There are other ways an owner can achieve ‘an exit’ or otherwise realize value in his business. The sale of a dental business, for example, requires a very particular approach due to certain regulations that apply.
The focus of this note is to consider the key aspects of a business and assets sale and to contrast that with the sale of company shares.
The sale of business and assets is a bit like selling anything else in a business. But instead of selling goods or services, the sale will be either of the whole of the business and assets, or in some cases a particular part (or department).
The Pros and Cons
A key feature is that a buyer can ‘cherry pick’ exactly what assets it wants to buy, what contracts it wants to take over, and what liabilities it is prepared to take responsibility for. This makes it less of a risk than buying shares in a company where the buyer is commonly said to inherit ‘warts and all’.
What a buyer cannot pick and choose are the employees who transfer under law to the new purchaser. The rules that apply are the Transfer of Undertakings (Protection of Employment) Regulations 2006 which might be known to you as ‘TUPE’.
Because the buyer specifies exactly what he is buying, the due diligence exercise on the target business is less detailed although there can still be issues that a buyer and seller need to deal with.
In some cases, licenses and other contracts may need to be formally transferred, or consents may be required to transfer ownership in the business.
The Documents and the Process
The documentation is usually less extensive for a business and asset sale than it is for a share sale transaction.

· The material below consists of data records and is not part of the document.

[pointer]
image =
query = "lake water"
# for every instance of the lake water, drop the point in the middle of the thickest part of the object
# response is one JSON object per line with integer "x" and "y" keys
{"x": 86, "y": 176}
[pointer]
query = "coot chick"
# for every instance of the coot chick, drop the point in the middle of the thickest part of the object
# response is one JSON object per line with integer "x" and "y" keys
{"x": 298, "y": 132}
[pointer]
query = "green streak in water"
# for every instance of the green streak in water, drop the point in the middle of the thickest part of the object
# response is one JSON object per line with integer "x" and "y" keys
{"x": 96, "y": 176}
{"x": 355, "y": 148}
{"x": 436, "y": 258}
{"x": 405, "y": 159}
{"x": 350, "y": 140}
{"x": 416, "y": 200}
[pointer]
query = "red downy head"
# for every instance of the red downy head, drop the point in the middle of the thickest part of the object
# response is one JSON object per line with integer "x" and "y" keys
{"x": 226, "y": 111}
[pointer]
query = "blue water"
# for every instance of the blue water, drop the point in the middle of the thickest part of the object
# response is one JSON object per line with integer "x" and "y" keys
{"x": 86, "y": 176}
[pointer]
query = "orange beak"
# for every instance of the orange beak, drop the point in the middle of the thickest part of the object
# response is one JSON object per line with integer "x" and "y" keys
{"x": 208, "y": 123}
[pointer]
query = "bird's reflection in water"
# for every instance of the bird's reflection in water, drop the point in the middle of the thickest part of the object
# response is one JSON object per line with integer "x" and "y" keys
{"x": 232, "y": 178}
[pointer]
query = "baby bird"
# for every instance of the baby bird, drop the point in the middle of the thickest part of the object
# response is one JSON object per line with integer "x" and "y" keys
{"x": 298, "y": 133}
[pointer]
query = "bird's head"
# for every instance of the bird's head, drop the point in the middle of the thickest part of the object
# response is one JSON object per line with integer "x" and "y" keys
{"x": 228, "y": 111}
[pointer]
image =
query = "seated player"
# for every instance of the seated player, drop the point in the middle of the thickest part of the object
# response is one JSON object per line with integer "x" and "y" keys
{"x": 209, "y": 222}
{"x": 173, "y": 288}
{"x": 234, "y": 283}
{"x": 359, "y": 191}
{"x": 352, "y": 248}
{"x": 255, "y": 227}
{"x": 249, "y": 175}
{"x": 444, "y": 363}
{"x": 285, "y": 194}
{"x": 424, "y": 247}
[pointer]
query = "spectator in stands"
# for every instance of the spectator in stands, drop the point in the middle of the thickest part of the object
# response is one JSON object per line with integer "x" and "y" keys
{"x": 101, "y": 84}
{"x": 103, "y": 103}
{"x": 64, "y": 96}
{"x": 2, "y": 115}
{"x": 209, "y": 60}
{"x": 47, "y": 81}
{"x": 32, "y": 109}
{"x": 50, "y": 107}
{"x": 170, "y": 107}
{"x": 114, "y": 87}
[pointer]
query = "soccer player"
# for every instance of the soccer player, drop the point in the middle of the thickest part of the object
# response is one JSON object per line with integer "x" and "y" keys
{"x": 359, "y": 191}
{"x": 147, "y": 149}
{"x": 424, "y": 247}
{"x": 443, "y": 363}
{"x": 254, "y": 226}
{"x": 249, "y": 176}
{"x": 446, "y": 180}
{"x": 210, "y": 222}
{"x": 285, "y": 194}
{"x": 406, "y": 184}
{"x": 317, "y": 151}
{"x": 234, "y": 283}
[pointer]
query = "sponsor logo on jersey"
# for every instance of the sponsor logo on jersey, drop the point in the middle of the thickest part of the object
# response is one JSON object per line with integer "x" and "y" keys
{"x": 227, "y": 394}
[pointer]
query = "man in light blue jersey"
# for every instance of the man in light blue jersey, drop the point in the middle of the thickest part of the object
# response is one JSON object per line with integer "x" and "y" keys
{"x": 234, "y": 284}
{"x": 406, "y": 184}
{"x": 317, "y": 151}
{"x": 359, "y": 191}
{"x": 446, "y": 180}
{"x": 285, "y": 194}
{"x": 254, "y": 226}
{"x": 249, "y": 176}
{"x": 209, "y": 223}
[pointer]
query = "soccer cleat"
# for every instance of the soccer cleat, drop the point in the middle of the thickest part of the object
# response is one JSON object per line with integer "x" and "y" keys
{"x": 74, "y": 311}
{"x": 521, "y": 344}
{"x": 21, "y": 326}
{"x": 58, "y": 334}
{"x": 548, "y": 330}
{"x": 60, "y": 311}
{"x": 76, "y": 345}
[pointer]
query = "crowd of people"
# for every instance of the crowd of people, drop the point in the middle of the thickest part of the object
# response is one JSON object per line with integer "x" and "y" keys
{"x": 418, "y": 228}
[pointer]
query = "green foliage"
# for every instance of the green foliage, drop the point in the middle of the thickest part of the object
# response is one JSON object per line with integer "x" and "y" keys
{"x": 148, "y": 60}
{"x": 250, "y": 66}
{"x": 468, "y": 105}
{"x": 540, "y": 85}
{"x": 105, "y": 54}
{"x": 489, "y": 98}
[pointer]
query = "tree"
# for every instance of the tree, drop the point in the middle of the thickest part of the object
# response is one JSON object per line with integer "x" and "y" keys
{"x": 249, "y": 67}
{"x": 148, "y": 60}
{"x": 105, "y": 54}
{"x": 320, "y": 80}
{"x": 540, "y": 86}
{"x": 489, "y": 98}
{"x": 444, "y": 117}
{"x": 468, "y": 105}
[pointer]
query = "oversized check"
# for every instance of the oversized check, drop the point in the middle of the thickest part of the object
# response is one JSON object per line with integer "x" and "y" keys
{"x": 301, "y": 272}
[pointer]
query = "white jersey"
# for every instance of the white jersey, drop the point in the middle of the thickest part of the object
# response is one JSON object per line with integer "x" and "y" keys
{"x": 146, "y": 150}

The main document is a sale agreement which will contain all of the key terms of the deal.
Other documents may include ones relating to a transfer of business premises (whether that is of a lease or freehold interest), consultancy or new employment contracts for key personnel, and documents releasing existing security interests affecting the assets being acquired.
Many sales will complete immediately following the exchange of contracts. In some cases completion can be delayed pending the fulfillment of certain conditions. This is typical, for example, for the sale of a pharmacy business where applications to change and register a transfer of ownership must be made to the local Primary Care Trust (‘PCT’) and General Pharmaceutical Council (‘GPhC’).
Once the sale has gone through, there will be some ‘house keeping’ to be done. It will often be appropriate, for example, to inform customers and suppliers of the change in ownership and the ‘assignment’ of relevant contracts. Under the sale contract, costs and receipts of the business are usually apportioned between the buyer and seller and the agreement will include a process for the parties to follow to agree on who owes who what.
Where a business is operated either as a partnership or by a sole trader, or where a company disposes of only a part of its business (such as a division), the sale will by definition be a business and asset sale. However where a sale is of a business run through a company, a sale of the business will more often than not be achieved by a sale of the shares. Business sales enable purchasers to pick and choose exactly what assets and liabilities to take on which can be attractive compared to buying shares in a company where the purchaser will inherit all liabilities in the target business. However, given a choice, a seller will for tax reasons usually insist on a sale of shares.